Page 74 of From the Ashes

Another hit comes a moment later, this one harder, and I know without opening my eyes that it’s my dad. “Where did you hide them?”

“I didn’t take your shit,” I snap.

“After all we’ve done for you, boy, this is how you repay us?” he growls.

I’m about to ask him exactly what he thinks he’s done other than starve and beat me. Burn and cut me. Cover me with so many scars and bruises I have to wear long sleeves and long pants anytime I leave the house, even if that doesn’t hide the ones on my face.

“You’re a leech,” my mom screams, her bloodshot eyes glaring down at me with such contempt that most would shrink beneath it. But not me. Not when this has been my whole life.

“Why didn’t you give me up then?” I shove myself to my feet, ignoring the pain when my dad gets me in the ribs. “Why the fuck did you have a kid if this is how you were going to treat it?”

They both stare at me with their mouths open in surprise. I’ve never stood up to them before, but I can’t live like this anymore. Either I stand up for myself, or I end it all. I wouldn’t be missing out on anything if I ended my life, and no one would miss me. Hell, I doubt anyone would notice if I disappeared tomorrow, and I often fantasize about how peaceful death must be because life sure as hell isn’t.

“How dare you speak to us like that!” My mom advances on me once more, shoving both fists into my chest, but I don’t budge. I’m taller than she is, and even with the malnutrition, I’m stronger too. That’s what drugs will do to you. Plus, Joel has been out of town the last couple of weeks, which has meant my parents haven’t been as heavy-handed…until tonight.

I reach behind me, feeling for the knife I have stashed in the back of my sleep pants. They’re two sizes too small and were full of holes long before I pulled them out of a donation bin at school, but there, pressed against my back, is my ticket to freedom.

I can end it all.

The abuse.

The pain.

The sickness.

I can make it all go away.

And once they’re no longer breathing, I think I might follow them to the other side, because it has to be better than living with the memories of what they’ve done to me.

Dad gets me in my barely-healed ribs, and a wave of nausea rolls over me as pain engulfs my entire body, but I don’t stop.

I can’t stop.

This might be my only chance to end this once and for all.

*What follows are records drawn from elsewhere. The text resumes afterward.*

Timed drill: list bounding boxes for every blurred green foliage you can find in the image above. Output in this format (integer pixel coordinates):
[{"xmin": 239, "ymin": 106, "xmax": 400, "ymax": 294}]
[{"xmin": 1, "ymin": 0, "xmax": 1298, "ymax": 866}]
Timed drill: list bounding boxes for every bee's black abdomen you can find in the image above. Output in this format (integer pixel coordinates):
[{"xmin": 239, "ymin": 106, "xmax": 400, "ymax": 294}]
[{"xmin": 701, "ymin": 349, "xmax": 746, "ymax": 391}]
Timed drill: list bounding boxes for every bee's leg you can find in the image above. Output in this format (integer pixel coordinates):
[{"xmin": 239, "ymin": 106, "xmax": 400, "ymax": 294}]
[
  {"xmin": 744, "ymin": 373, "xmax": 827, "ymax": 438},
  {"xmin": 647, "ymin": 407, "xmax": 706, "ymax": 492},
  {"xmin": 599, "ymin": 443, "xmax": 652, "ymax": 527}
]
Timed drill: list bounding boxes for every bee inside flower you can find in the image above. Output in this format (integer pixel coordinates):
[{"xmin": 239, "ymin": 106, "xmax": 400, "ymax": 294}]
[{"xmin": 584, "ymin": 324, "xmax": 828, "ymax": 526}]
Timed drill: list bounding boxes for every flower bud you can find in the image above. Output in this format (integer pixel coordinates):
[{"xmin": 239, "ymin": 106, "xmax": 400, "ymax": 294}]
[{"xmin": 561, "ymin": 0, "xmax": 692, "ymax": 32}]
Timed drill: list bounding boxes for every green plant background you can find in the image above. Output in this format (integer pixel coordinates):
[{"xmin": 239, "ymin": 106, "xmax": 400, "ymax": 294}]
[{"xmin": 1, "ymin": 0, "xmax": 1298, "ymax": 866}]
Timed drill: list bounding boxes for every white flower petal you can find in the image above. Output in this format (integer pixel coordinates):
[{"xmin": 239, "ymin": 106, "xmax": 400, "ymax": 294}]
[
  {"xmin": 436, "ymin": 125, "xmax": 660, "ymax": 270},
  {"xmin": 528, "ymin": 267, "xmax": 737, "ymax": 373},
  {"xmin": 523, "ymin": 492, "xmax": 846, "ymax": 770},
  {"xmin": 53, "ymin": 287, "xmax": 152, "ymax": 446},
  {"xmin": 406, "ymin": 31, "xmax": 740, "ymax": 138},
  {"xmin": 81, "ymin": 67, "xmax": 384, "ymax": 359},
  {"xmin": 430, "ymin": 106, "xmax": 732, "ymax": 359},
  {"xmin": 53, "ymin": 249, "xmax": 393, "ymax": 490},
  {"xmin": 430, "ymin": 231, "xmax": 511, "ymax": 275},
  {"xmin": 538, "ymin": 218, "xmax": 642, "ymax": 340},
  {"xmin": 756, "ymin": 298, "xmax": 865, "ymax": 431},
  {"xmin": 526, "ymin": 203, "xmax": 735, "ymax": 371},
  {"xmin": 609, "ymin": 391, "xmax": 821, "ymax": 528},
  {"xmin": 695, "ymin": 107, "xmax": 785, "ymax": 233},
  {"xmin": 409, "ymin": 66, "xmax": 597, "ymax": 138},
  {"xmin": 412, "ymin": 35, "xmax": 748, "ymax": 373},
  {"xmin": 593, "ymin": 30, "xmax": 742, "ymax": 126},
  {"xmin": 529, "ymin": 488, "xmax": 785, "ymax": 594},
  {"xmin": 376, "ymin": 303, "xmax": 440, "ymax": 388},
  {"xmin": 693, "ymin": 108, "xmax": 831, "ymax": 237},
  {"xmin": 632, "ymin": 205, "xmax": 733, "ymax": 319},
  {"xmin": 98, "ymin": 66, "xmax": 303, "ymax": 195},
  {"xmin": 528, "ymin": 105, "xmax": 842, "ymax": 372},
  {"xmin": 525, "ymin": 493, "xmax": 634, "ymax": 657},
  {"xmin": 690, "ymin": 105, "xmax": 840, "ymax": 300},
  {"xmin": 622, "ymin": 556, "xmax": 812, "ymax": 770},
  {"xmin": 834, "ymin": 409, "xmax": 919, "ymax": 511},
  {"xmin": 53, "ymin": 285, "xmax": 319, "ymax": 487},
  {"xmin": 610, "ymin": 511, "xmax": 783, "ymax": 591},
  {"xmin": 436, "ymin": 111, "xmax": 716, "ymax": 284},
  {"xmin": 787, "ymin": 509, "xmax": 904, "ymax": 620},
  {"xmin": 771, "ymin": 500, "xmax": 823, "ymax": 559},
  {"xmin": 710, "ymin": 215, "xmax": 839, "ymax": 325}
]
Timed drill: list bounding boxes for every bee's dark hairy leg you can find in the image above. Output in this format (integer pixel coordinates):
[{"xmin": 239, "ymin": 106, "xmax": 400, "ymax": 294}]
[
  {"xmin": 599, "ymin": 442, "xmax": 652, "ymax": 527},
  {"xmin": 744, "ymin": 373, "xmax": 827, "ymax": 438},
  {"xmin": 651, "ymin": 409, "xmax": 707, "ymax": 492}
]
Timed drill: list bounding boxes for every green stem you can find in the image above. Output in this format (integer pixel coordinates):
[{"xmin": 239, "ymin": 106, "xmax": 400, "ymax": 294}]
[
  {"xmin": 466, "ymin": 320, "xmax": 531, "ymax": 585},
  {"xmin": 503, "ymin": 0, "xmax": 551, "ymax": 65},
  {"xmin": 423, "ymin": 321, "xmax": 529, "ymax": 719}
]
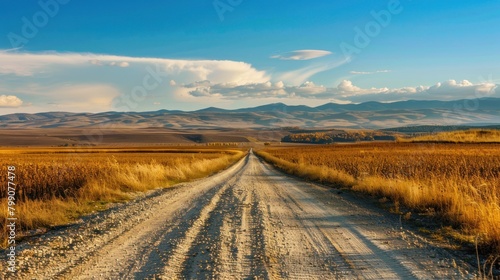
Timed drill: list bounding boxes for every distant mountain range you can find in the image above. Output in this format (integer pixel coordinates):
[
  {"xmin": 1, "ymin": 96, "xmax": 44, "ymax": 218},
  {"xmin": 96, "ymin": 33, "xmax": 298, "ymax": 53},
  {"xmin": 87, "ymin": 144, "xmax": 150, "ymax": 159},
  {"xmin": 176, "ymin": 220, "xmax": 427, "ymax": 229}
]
[{"xmin": 2, "ymin": 98, "xmax": 500, "ymax": 129}]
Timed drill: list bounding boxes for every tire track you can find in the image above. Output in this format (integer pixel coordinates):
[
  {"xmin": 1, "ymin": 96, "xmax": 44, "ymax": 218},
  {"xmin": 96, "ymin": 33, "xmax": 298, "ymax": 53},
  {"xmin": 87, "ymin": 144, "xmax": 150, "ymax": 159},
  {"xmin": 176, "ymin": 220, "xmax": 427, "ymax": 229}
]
[
  {"xmin": 160, "ymin": 154, "xmax": 269, "ymax": 279},
  {"xmin": 160, "ymin": 180, "xmax": 237, "ymax": 278}
]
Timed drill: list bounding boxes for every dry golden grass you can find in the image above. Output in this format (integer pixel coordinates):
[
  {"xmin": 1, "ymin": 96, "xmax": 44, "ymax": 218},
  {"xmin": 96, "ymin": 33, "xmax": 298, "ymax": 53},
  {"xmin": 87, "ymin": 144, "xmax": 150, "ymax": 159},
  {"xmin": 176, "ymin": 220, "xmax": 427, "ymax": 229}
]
[
  {"xmin": 257, "ymin": 143, "xmax": 500, "ymax": 253},
  {"xmin": 402, "ymin": 129, "xmax": 500, "ymax": 143},
  {"xmin": 0, "ymin": 148, "xmax": 245, "ymax": 247}
]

Mom kicks at my bad knee, the one they snapped two years ago when I ran out of the house one night during a party. I was fast, but I was dumb, and one of their friends caught me before I could even make it out to the street.

But I stay up, ignoring the agony that threatens to take me down.

“You’ve been nothing but trouble since you were born,” Dad growls when I dodge a punch sailing toward my face.

“And yet you never killed me.” I glare at him. “You’ve had opportunities. Hundreds, thousands of them, but you never took it.” I swallow past the fear climbing up my throat as I reach for the knife pressed against my back. My hand wraps around the handle, and I take a breath. “That was your mistake.”

I pull the blade out from behind me, allowing the nick of the blade against my lower back to settle the raging emotions pumping through my veins.

Their eyes widen almost comically, but then the laugh comes. My dad’s booming laugh is quickly followed by a cough that he should have had checked a year ago. Oh well, he won’t live long enough to die from whatever that is.

“You think you’re going to hurt us with that, Joseph?” The hatred in his voice is more familiar than any kind of care ever will be, and I lean into it.

“I know I’m going to,” I say, my voice even and devoid of emotion.

I advance on him before he can get in another hit, and I don’t hesitate to bury the blade into the middle of his chest, and for a moment, time stands still. There’s no sound. No one moves. I don’t even think any of us are breathing.

But then the blood comes. Crimson red paints my hand as it pours out from around the knife, and the sight of it comforts me, because it’s not mine. For once, the blood I’m covered in doesn’t belong to me, and I like it.

I tug the knife free of his chest at the same time Mom attacks, tears of anger rolling down her gaunt cheeks, but I don’t falter when she slams into me.

I shake her off easily, and when she stumbles over her own feet, I slice the knife across her throat.